The remix album carries with it certain dance-y, ostentatious, capitalizing-on-a-hit-record, usually drum-heavy connotations. Lymbyc Systym (a duo of brothers from Arizona) challenges this with subtle, nuanced remixes that work as continuations of the original songs from their 2007 album Love Your Abuser. Courtesy of Bibio, The Album Leaf, Daedelus and others, the remixed songs never really approach anything dance-y, aside from “Astrology Days (The One AM Radio Remix)” which finds hand-clapping, ass-wiggling grooves where there once was only spastic jolts and drum fills.

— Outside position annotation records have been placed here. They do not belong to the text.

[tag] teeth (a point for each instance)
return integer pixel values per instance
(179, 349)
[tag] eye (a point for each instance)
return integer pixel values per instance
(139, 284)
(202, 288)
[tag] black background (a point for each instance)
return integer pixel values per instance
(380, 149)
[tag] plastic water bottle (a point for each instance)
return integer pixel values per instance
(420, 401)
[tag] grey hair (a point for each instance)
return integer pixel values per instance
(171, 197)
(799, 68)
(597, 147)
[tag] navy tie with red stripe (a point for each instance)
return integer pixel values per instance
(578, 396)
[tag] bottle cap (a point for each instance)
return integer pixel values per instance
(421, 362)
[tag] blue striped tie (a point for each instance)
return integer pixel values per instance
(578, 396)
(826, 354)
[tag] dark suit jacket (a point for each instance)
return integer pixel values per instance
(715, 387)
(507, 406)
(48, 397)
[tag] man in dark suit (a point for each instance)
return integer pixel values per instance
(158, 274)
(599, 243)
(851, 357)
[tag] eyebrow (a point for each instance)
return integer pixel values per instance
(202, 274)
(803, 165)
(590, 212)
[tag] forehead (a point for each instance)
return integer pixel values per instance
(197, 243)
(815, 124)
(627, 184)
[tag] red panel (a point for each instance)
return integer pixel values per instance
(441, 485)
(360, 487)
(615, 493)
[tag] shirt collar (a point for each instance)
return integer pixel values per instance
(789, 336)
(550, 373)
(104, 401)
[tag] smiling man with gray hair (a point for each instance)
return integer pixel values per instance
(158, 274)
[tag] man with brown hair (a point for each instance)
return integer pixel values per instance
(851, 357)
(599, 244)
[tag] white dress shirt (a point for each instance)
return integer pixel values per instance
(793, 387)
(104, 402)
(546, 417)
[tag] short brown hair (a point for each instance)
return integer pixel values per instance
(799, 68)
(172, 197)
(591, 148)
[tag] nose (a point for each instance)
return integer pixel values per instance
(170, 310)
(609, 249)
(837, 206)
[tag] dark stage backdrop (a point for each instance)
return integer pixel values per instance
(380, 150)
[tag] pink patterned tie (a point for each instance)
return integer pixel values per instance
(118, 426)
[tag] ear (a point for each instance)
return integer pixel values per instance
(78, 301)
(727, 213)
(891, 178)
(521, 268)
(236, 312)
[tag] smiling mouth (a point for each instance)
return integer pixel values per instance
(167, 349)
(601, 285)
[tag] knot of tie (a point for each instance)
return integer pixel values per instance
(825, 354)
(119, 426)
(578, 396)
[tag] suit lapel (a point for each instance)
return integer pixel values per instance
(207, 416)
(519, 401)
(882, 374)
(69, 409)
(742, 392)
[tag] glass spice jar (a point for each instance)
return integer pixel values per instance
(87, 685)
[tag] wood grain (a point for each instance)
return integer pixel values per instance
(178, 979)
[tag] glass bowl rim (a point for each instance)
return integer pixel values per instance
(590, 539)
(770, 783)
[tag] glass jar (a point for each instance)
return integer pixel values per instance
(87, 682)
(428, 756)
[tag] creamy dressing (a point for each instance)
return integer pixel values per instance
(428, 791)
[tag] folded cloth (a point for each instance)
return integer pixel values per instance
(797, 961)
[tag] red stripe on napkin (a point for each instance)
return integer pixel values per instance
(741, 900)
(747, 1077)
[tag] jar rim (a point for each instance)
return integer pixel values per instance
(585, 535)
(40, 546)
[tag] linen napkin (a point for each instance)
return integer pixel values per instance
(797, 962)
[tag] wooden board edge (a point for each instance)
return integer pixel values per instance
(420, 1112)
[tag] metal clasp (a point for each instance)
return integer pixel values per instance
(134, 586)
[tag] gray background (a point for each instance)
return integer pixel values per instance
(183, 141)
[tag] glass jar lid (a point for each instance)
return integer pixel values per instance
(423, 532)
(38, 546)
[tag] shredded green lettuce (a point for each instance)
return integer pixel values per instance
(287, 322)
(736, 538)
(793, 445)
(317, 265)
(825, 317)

This re-thinking of the songs help them to achieve more clarity and focus. A few of the songs are actually shorter than their original brethren—some longer and two (“Birds” and “A Day At The Beach”) are actually the exact same length. The album has a hovering air that suggests the musicians are building on something big. Countless moments play like incidental music in a film where some startling moment is approaching; a realization about to take bloom. What that realization is is never quite clear. Everything is always slightly out of reach and slightly muddled. The remixes and the originals seem like a collection of ideas that Lymbyc Systym deliberatley leave a little raw/ underbaked. They forego rigidity for bewilderment.
Like the original album, Love Your Abuser Remixed maintains an amorphousness of song structure. Melodies bob and weave. Verses, bridges and choruses are smeared together. Drums appear as if from a fog. The sparkling of clinks, clacks, buzzes and whirls sound like the mental workings of some schizophrenic robot loosing its bearings and then stumbling back again all the while showing distance and warmth from the light in its metallic eyes.
The sound is not unlike some jam session held by Radiohead, Tortoise, Matmos and maybe one of the Kraftwerk guys at a benefit for something strangely beautiful like a cure for existential ennui. There are little to no vocals. Syncopation, the feel of improvisation and touches of virtuoso playing appear but never with the scuzzy air of anything jazzy.